Chrysafénios adored him just as much. 

 

She said he was handsome and called him brilliant. She did not seem to mind his endless peculiarities, and seemed genuinely interested in his tops. She lit up whenever he entered the room, and helped remind him to eat when he was consumed with his work. 

 

Eventually, as much as he hated it, he had to admit that she made him a more reliable teammate, and that he pulled her away from her horrifying rage.

 

While he still distrusted Dineuō, the man sincerely loved his sister. 

 

So when Chrysafénios asked him if they could be married, Katápsychros said yes. 

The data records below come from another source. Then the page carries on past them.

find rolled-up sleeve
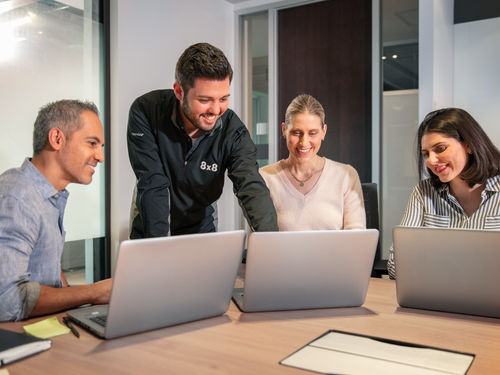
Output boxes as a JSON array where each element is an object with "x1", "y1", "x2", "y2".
[
  {"x1": 228, "y1": 130, "x2": 278, "y2": 232},
  {"x1": 0, "y1": 196, "x2": 40, "y2": 321},
  {"x1": 127, "y1": 101, "x2": 170, "y2": 238},
  {"x1": 387, "y1": 186, "x2": 424, "y2": 279}
]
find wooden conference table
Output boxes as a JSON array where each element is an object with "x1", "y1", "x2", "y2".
[{"x1": 0, "y1": 279, "x2": 500, "y2": 375}]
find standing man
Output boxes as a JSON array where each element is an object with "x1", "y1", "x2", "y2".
[
  {"x1": 127, "y1": 43, "x2": 278, "y2": 238},
  {"x1": 0, "y1": 100, "x2": 111, "y2": 321}
]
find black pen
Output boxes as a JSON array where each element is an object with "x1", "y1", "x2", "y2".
[{"x1": 63, "y1": 316, "x2": 80, "y2": 338}]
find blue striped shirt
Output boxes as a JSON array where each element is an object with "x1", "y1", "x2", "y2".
[
  {"x1": 0, "y1": 159, "x2": 69, "y2": 321},
  {"x1": 387, "y1": 175, "x2": 500, "y2": 278}
]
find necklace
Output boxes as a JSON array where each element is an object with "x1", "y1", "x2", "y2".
[
  {"x1": 288, "y1": 169, "x2": 314, "y2": 187},
  {"x1": 287, "y1": 160, "x2": 314, "y2": 187}
]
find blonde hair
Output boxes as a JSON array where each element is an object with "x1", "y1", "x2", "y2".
[{"x1": 285, "y1": 94, "x2": 325, "y2": 127}]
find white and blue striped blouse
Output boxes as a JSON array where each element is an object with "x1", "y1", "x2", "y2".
[{"x1": 387, "y1": 175, "x2": 500, "y2": 278}]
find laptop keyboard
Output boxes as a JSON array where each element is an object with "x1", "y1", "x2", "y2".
[{"x1": 89, "y1": 315, "x2": 108, "y2": 327}]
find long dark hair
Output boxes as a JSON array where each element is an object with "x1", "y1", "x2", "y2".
[{"x1": 417, "y1": 108, "x2": 500, "y2": 187}]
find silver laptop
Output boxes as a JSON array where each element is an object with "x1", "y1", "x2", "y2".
[
  {"x1": 233, "y1": 229, "x2": 378, "y2": 311},
  {"x1": 393, "y1": 227, "x2": 500, "y2": 318},
  {"x1": 68, "y1": 231, "x2": 245, "y2": 339}
]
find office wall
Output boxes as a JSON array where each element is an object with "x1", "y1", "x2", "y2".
[
  {"x1": 419, "y1": 0, "x2": 500, "y2": 147},
  {"x1": 110, "y1": 0, "x2": 237, "y2": 268},
  {"x1": 453, "y1": 17, "x2": 500, "y2": 147}
]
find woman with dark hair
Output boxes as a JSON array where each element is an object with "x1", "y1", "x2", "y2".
[{"x1": 388, "y1": 108, "x2": 500, "y2": 278}]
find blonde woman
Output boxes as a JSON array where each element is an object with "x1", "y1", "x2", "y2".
[{"x1": 260, "y1": 94, "x2": 366, "y2": 231}]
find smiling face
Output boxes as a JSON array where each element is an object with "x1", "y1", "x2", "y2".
[
  {"x1": 421, "y1": 132, "x2": 470, "y2": 183},
  {"x1": 58, "y1": 111, "x2": 104, "y2": 187},
  {"x1": 174, "y1": 77, "x2": 230, "y2": 137},
  {"x1": 281, "y1": 112, "x2": 326, "y2": 162}
]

Chapter 21: Bride of Motion

Chapter Text

The wedding itself was supposed to be a simple affair.

But Aetos was the eagle of Hera.

When she learned about the wedding, she turned it into the most spectacular one ever provided to a woman born in the dust.

Hera invited the entire city of Argos to the wedding, as well as half of Olympus.

Thankfully, an enormous war had just broken out, so Ares and his sons declined the invitation.

Aphrodite was apparently busy with a massive love affair, and also declined.

But Zeus showed up.

And so did Poseidon.

And so did Hestia.

And so did Demeter.

Katápsychros had never been so nervous in his entire life.

Chrysafénios wore a dress and jewelry fit for a queen.

Dineuō was arrayed as a king.

Hera conducted the ceremony, and, in spite of the fact that she mentioned Aetos at least six times, Zeus somehow failed to work out who Aetos was or why his wife was so fixated on him.

Nectar and ambrosia were served, much to the delight of Volí.

Dionysus turned up after the ceremony was over and brought free wine, which delighted Voli even more. Unfortunately, he also brought his Bacchae with him. By the end of the wedding festivities, the entire hall was completely trashed.

And Epíklopos made a small fortune from pickpocketing the guests from Argos.

After the wedding was over, Dineuō refused to speak to anyone but Chrysafénios for a month. The massive crowds and drunken revelry had completely overwhelmed him.

Katápsychros had never wanted honor or notoriety. Only money.

Now he had all three, and could only hope that no more deities decided to involve themselves with his life or his sister.